А в 2014 году никто не пытался так делать, потому что засмеют. Но если у нас до сих пор есть представление, что вот идет прямая линия, и звонят, и он в прямом эфире по телефону, вот так говоря, по телемосту, он отапливает Усть-Кут, где замерзает третий подъезд шестого дома…
Так и есть.
Значит, такова политическая культура. Тогда он действительно дежурный по стране, он царь, Бог, национальная идея, высший суд, верховный главнокомандующий, господин президент, товарищ верховный главкомандующий… Всё на свете он.
Смотри, люди живут…
Без Путина нет России.
Да, да, это я помню.
Это официальное высказывание, но оно страшное на самом деле. И что потом? Потом настанет когда-то какое-то 5 марта, дай бог здоровья…
Переходим к следующему событию этого года из недавнего. Навальный объявил о своих амбициях участвовать в выборах президента. Представим, что его допустили. Давай, да? Вот что ты по этому поводу думаешь? Сменяемость.

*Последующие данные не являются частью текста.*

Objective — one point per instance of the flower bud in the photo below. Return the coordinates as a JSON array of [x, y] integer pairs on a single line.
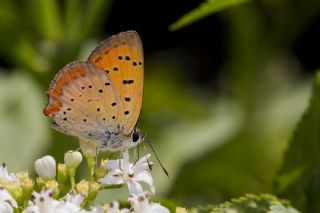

Первое: представим, что его допустили, да?
Давай допустим!
Нет, во-первых, это никакое не выдвижение, да? Надо всем объяснять, что есть вилка между тем, как Верховный суд, значит, отменил решение по «Кировлесу»…
И верховный главнокомандующий!
Теперь будет пересуд, который опять может быть обвинительным, и тогда он… Кроме того, выдвижение будет тогда, когда вообще будет объявлено об этих президентских выборах. Так что он в этом смысле воспользовался окном возможностей, и отлично, потому что теперь, если снова будут сажать, то будут сажать как бы для того, чтобы не допустить.
Конечно, это в принципе ну хоть какой-то шаг вперед. Опять представить, что в 2018 году Путин победит кого? Он победил на выборах ― это он победил кого? Зюганова? Это же смешно!
Хорошо, а если он победил Навального, опять же? Это же легитимизация будет опять, собственно…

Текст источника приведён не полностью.